The horizontal axis represents the transverse profile of the beam, while the vertical axis represents the propagation direction. Lighter colors, of course, indicate a brighter field. As one can see, the brightest beam in the wavefield, as well as all the secondary ones to its left, are curving to the right as they propagate!

This result, which appeared in a recent issue of Physical Review Letters, is a very clever, seeming violation of common-sense rules involving light propagation. In everyday experience, light travels in straight lines unless it encounters some sort of material obstacle; this beam seems to curve without any obstacle involved. For the more theoretically inclined, this beam seemingly violates Ehrenfest’s theorem, which suggests that the ‘center of mass’ of the beam cannot accelerate in free space. (By ‘center of mass’ I’m referring to the ‘center of energy’ of the optical field.)

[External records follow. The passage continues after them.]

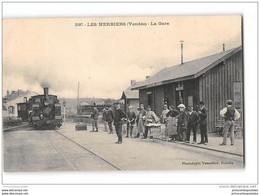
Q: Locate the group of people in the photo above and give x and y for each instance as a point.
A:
(179, 122)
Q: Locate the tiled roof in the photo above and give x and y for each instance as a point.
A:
(131, 94)
(187, 70)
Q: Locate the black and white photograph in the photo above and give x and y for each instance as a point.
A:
(130, 97)
(123, 93)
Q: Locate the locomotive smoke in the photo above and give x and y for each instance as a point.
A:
(45, 84)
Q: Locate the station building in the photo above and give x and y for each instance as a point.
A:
(212, 79)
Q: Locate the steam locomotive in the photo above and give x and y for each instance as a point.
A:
(42, 111)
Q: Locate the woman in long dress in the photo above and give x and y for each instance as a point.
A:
(140, 120)
(172, 123)
(150, 117)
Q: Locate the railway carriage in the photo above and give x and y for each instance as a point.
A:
(43, 111)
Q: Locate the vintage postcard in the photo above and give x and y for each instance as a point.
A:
(123, 93)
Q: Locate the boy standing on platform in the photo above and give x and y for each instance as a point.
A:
(130, 120)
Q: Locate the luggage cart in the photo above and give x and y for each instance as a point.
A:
(154, 131)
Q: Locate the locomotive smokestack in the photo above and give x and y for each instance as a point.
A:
(181, 51)
(46, 95)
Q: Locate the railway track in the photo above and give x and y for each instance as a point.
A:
(70, 163)
(178, 143)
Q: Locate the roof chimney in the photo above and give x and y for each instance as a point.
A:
(133, 82)
(181, 51)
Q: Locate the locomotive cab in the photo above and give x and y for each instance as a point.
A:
(45, 110)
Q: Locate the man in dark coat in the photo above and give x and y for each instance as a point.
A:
(94, 116)
(230, 114)
(130, 120)
(118, 122)
(203, 123)
(182, 123)
(193, 119)
(109, 118)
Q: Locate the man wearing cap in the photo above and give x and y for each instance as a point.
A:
(140, 120)
(118, 122)
(182, 123)
(230, 114)
(130, 120)
(193, 118)
(172, 123)
(150, 117)
(163, 115)
(94, 116)
(203, 123)
(109, 118)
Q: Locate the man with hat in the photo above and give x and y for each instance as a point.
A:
(182, 123)
(203, 123)
(94, 116)
(163, 115)
(230, 114)
(130, 120)
(109, 118)
(118, 122)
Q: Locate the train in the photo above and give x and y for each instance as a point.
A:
(42, 111)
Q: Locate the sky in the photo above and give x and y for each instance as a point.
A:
(54, 52)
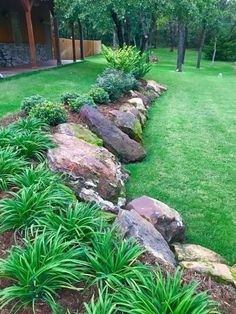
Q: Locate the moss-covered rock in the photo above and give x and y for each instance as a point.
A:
(81, 132)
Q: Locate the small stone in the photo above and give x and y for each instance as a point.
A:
(220, 272)
(193, 252)
(139, 229)
(165, 219)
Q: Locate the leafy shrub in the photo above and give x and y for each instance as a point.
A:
(103, 304)
(99, 95)
(46, 264)
(79, 102)
(68, 96)
(75, 222)
(31, 144)
(154, 293)
(24, 206)
(10, 166)
(116, 83)
(49, 113)
(110, 259)
(127, 59)
(29, 103)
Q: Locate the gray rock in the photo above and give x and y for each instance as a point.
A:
(91, 170)
(165, 219)
(138, 228)
(116, 141)
(128, 123)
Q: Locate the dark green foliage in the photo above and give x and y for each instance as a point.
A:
(154, 293)
(99, 95)
(11, 165)
(127, 59)
(69, 96)
(116, 83)
(23, 207)
(103, 304)
(226, 50)
(110, 260)
(79, 102)
(29, 103)
(46, 264)
(50, 113)
(75, 222)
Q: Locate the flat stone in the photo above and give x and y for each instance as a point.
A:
(128, 123)
(165, 219)
(221, 272)
(139, 229)
(89, 168)
(79, 131)
(116, 141)
(193, 252)
(158, 88)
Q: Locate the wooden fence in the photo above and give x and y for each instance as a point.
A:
(91, 48)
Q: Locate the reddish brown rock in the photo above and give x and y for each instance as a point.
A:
(94, 173)
(116, 141)
(165, 219)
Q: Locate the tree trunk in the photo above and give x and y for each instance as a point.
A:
(81, 37)
(214, 52)
(201, 46)
(119, 28)
(180, 55)
(73, 41)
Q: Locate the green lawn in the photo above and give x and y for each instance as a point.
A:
(190, 139)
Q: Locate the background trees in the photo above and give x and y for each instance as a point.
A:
(155, 23)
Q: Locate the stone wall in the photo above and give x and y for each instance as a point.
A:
(13, 55)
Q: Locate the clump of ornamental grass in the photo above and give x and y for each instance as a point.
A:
(155, 293)
(45, 264)
(78, 221)
(24, 207)
(10, 166)
(110, 260)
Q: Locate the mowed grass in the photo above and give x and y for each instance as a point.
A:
(190, 140)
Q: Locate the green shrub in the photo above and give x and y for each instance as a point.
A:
(116, 83)
(23, 207)
(29, 103)
(155, 293)
(49, 113)
(68, 96)
(75, 222)
(127, 59)
(79, 102)
(99, 95)
(44, 265)
(110, 260)
(11, 165)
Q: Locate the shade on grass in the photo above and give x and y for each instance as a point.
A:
(190, 139)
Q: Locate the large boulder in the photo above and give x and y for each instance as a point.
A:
(93, 172)
(221, 272)
(138, 228)
(116, 141)
(165, 219)
(79, 131)
(128, 123)
(194, 253)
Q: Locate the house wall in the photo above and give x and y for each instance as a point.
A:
(14, 46)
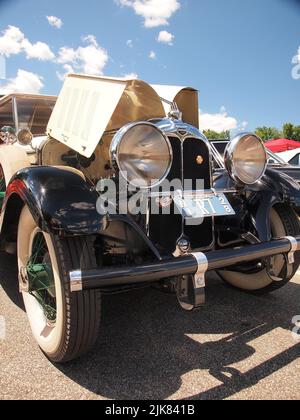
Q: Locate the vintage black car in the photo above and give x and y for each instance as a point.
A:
(275, 162)
(121, 194)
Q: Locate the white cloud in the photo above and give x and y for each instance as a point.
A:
(131, 76)
(217, 122)
(55, 21)
(244, 125)
(152, 55)
(39, 51)
(13, 42)
(90, 59)
(165, 37)
(24, 82)
(68, 69)
(154, 12)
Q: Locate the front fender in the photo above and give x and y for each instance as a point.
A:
(274, 188)
(60, 200)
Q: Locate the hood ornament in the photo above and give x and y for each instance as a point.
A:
(175, 112)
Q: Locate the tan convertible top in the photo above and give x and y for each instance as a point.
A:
(89, 106)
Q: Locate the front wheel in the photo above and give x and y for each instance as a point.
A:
(64, 324)
(284, 222)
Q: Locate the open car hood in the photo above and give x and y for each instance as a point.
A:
(89, 106)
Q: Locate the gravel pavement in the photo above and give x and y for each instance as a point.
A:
(237, 347)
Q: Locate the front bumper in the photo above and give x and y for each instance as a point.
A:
(196, 264)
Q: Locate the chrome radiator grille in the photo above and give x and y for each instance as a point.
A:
(191, 161)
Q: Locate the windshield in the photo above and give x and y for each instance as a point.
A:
(6, 115)
(34, 114)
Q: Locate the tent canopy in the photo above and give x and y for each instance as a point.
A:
(282, 145)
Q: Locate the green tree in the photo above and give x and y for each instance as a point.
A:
(268, 133)
(214, 135)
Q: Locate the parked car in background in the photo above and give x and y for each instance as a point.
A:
(292, 157)
(121, 195)
(23, 123)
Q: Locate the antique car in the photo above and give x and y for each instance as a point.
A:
(121, 195)
(275, 161)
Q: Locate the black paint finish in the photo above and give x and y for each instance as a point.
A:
(187, 265)
(60, 201)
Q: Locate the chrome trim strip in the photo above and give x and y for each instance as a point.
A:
(76, 281)
(202, 262)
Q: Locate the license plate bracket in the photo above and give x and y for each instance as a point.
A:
(200, 206)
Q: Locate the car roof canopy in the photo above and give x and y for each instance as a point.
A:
(89, 106)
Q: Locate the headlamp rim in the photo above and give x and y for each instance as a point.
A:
(115, 146)
(229, 160)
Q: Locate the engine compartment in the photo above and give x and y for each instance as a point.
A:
(54, 153)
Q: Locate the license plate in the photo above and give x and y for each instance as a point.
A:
(199, 206)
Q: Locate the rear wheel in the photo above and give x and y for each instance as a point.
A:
(64, 324)
(284, 222)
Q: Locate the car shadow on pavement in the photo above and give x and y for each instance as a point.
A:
(147, 343)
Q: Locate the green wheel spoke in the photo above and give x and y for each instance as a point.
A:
(41, 277)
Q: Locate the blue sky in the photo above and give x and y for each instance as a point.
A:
(238, 54)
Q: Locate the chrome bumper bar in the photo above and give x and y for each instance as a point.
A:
(196, 264)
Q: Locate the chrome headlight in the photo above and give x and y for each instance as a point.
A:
(143, 154)
(246, 159)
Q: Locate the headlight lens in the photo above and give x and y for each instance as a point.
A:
(246, 159)
(143, 154)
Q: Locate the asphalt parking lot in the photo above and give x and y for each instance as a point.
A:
(237, 347)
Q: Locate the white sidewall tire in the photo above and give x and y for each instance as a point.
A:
(48, 337)
(260, 280)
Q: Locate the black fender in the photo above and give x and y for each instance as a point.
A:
(274, 188)
(60, 200)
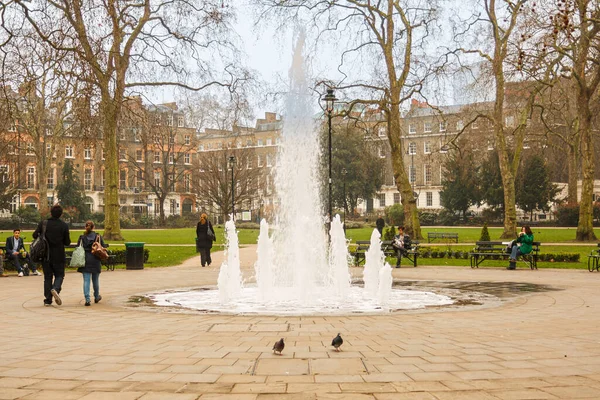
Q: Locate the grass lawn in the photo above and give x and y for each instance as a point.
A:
(173, 255)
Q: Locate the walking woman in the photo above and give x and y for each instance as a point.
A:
(205, 235)
(92, 268)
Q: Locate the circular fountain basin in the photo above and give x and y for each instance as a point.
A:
(247, 302)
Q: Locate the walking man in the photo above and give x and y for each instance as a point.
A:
(57, 235)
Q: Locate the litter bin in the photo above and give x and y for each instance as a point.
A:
(134, 256)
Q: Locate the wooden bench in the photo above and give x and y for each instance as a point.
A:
(497, 251)
(388, 250)
(594, 260)
(431, 236)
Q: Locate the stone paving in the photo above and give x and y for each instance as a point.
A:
(535, 346)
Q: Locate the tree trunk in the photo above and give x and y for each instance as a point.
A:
(585, 227)
(409, 203)
(112, 225)
(572, 178)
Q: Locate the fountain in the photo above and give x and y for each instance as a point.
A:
(296, 271)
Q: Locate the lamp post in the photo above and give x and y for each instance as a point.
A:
(344, 172)
(232, 165)
(329, 99)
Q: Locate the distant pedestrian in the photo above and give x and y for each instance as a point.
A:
(380, 223)
(15, 251)
(205, 236)
(57, 235)
(93, 267)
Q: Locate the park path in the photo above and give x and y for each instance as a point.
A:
(537, 346)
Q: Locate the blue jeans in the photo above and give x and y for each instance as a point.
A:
(86, 285)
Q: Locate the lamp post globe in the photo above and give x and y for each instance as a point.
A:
(329, 100)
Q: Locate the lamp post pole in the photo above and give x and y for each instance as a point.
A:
(329, 101)
(232, 163)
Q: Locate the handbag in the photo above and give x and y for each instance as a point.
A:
(99, 251)
(210, 233)
(78, 257)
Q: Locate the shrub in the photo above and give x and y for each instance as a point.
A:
(389, 233)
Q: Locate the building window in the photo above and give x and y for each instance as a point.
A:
(412, 148)
(139, 179)
(123, 179)
(412, 174)
(428, 174)
(427, 148)
(187, 182)
(30, 177)
(87, 179)
(50, 179)
(69, 151)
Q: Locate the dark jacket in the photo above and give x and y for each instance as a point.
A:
(92, 263)
(204, 242)
(10, 242)
(57, 234)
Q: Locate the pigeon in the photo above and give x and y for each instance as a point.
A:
(278, 346)
(337, 342)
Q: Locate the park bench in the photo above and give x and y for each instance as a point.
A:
(497, 251)
(594, 259)
(431, 236)
(388, 250)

Ehrenfest’s theorem, however, provides a hint of how to explain this effect. Is the overall energy of the light field accelerating to the right? In the plane of origin, the field has the functional form of the Airy function:

As suggested by the figure above, the Airy function is highly asymmetric: It has a maximum field amplitude at the origin, vanishes rapidly to the right of the origin, but oscillates and decays as s to the 1/4th power to the left of the origin. This slow decay of the function to the left essentially means that the function is of infinite extent in that direction.

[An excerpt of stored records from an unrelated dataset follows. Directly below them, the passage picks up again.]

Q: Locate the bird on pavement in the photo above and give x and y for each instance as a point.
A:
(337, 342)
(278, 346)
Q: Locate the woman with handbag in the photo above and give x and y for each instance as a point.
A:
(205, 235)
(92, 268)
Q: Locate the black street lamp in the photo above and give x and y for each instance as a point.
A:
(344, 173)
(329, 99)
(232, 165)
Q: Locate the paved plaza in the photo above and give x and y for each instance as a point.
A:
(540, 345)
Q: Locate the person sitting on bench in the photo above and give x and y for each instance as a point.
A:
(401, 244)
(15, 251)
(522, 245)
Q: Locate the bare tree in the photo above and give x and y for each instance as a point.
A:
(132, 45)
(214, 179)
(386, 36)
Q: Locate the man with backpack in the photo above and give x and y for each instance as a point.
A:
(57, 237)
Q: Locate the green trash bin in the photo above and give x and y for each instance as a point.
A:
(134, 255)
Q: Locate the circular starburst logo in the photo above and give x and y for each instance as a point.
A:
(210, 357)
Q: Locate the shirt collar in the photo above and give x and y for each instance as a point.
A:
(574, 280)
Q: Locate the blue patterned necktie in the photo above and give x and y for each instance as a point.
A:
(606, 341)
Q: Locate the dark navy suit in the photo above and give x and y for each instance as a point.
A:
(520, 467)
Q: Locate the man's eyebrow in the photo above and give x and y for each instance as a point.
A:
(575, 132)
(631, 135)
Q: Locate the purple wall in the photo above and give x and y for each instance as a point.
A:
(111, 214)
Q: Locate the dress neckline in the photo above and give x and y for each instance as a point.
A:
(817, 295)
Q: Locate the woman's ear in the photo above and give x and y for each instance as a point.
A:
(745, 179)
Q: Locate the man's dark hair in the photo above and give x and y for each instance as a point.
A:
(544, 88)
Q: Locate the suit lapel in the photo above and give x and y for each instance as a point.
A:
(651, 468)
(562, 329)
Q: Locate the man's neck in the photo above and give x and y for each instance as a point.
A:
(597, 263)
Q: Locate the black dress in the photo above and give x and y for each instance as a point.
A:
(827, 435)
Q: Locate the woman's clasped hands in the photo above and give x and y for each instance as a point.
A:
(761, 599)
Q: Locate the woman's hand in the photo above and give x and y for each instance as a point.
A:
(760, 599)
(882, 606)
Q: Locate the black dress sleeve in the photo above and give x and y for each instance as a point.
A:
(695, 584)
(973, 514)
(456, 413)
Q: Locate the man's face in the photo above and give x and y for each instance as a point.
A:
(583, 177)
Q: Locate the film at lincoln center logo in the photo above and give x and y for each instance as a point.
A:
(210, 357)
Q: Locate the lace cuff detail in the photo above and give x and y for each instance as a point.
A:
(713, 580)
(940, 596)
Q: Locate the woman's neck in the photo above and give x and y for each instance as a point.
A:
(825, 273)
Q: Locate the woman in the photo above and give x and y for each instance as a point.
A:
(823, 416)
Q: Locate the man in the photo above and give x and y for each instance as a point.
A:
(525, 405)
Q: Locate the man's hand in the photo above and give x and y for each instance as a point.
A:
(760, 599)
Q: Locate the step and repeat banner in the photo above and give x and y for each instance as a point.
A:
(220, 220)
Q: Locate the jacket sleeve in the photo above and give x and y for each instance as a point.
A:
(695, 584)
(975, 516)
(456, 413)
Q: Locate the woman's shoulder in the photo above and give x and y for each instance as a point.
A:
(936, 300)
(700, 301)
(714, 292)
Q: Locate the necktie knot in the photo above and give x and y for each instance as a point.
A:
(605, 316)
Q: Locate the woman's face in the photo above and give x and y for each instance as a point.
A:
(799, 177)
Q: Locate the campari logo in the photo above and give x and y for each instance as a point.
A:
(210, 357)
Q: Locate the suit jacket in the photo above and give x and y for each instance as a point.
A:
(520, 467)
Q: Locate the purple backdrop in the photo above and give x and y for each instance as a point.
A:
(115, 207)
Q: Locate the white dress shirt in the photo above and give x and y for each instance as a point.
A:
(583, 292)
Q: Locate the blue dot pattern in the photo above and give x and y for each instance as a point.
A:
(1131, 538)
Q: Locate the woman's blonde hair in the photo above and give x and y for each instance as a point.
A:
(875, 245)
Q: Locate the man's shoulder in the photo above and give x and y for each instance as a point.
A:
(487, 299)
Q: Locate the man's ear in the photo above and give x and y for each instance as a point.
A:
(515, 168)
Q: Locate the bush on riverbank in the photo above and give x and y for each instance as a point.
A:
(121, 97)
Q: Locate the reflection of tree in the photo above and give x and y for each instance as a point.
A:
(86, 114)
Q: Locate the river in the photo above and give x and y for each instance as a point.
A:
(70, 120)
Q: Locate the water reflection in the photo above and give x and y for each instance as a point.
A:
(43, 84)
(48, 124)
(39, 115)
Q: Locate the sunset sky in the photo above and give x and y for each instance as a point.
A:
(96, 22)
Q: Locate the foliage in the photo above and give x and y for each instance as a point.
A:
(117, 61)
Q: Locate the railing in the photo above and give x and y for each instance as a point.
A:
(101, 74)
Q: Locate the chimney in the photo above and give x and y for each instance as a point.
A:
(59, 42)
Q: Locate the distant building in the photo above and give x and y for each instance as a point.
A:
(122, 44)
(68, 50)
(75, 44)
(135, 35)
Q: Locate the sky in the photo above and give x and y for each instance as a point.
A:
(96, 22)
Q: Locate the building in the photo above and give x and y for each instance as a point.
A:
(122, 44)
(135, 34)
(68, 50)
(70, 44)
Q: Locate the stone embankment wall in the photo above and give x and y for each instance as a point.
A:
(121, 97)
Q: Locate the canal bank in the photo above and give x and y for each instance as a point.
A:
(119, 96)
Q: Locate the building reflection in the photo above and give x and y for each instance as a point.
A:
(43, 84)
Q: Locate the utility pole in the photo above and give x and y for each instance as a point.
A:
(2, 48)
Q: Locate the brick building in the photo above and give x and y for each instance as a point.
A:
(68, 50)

How does this explain the curving of the light field? Just like any light field, this field spreads out as it propagates. The largest peak in the Airy function does indeed curve to the right, but this is balanced by the infinite ‘left leg’ of the Airy function spreading to the left. This ‘left leg’ is comparatively dimmer than the largest peak of the function, so visually we tend to ignore all the ‘smeared-out’ energy diffracting to the left and only notice the relatively bright peak curving to the right.

This clever construction creates an illusion of ‘acceleration’ by subtly shifting the infinite amount of energy on the left side of the Airy pattern. In practice, we cannot create a perfect Airy pattern, which would require an infinite amount of energy in the ‘left leg’ of the pattern. But a finite approximation of an Airy function (with a Gaussian envelope, for instance) can be made to ‘curve’ for a significant distance.

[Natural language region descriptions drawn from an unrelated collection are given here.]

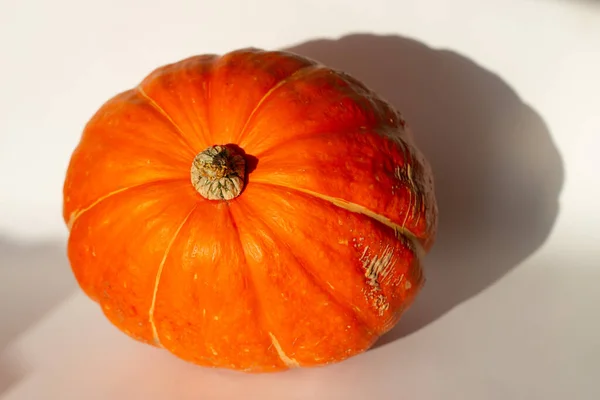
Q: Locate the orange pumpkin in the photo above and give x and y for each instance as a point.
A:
(253, 211)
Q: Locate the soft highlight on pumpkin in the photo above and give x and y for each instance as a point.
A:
(254, 211)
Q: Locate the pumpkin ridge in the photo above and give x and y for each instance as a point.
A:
(312, 278)
(413, 239)
(159, 274)
(74, 216)
(259, 303)
(380, 130)
(268, 94)
(162, 112)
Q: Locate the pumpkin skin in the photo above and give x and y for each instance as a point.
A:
(315, 259)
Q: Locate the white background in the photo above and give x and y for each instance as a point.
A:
(504, 97)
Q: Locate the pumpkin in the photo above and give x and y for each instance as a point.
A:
(253, 211)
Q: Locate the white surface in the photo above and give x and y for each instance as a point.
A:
(504, 97)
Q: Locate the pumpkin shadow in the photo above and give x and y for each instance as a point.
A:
(34, 277)
(497, 172)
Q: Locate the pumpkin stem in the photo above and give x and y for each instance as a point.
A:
(218, 173)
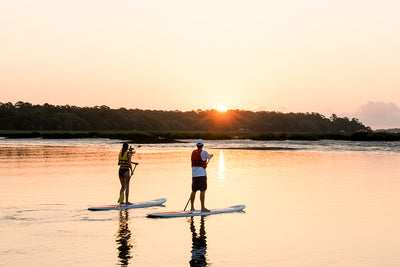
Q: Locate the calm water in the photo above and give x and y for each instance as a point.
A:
(324, 203)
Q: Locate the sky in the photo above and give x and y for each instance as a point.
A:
(336, 56)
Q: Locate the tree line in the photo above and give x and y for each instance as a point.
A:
(47, 117)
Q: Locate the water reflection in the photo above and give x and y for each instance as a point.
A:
(123, 239)
(221, 167)
(199, 244)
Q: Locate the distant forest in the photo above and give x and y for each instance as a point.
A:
(28, 117)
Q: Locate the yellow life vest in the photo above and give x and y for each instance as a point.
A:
(123, 159)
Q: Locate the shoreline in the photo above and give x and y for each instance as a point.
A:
(173, 137)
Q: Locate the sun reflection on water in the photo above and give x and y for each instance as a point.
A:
(221, 167)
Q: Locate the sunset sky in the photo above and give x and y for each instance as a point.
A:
(336, 56)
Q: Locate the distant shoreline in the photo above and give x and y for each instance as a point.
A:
(174, 137)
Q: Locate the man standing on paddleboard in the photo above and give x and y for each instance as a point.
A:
(200, 160)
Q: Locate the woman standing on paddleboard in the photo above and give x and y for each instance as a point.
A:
(125, 164)
(200, 159)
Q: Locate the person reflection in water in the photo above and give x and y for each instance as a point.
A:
(123, 239)
(199, 244)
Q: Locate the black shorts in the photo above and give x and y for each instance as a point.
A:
(199, 183)
(122, 171)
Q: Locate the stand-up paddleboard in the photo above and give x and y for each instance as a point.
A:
(136, 205)
(172, 214)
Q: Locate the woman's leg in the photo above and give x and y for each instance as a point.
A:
(126, 182)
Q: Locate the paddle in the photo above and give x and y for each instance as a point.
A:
(121, 197)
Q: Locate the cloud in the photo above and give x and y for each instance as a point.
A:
(379, 115)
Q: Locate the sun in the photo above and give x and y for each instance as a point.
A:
(222, 108)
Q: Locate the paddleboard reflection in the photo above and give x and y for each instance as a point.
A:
(199, 244)
(123, 239)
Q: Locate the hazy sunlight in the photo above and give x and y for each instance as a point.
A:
(222, 108)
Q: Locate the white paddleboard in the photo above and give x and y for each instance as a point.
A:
(172, 214)
(136, 205)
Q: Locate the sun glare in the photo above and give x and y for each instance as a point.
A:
(221, 108)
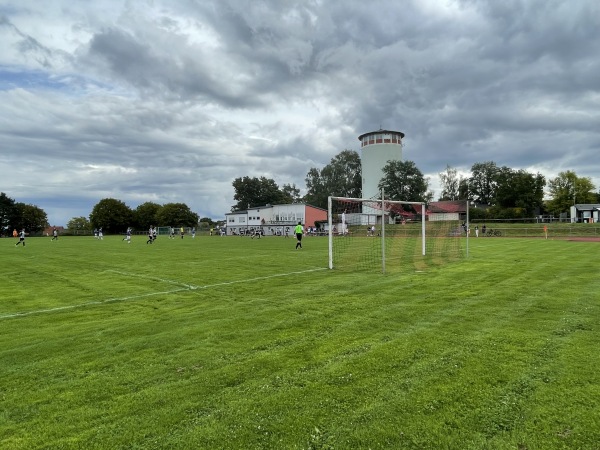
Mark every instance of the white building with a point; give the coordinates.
(274, 219)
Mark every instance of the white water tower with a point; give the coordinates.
(377, 148)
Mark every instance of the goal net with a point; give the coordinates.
(393, 236)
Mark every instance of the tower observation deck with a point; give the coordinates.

There are a number of unusual behaviors one can generate by using hypothetical ‘infinite energy’ beams. Another well-known example are so-called ‘non-diffracting’ beams, which maintain their original shape and size without spreading on propagation. A perfect non-diffracting beam requires infinite energy and again cannot be made, but approximations to Bessel beams will propagate over appreciable distances without significant diffraction.

Update: Another, more intuitive way to understand the curving light beam: If we make a scale with a sufficiently long left side, we could in principle balance a little bunny rabbit against a tank:

The bunny is seemingly insignificant compared to the mass of the tank, but because it is so far along on the balance bar compared to the tank, it can have a big influence with very little mass.  Similarly, the energy in the ‘left leg’ of the optical beam seems at first blush to be insignificant compared to the bright peak of the beam.  However, because that energy is stretched out far, far to the left of the origin, its contribution to the ‘center of mass’ is large enough to ‘balance’ against the bright peak.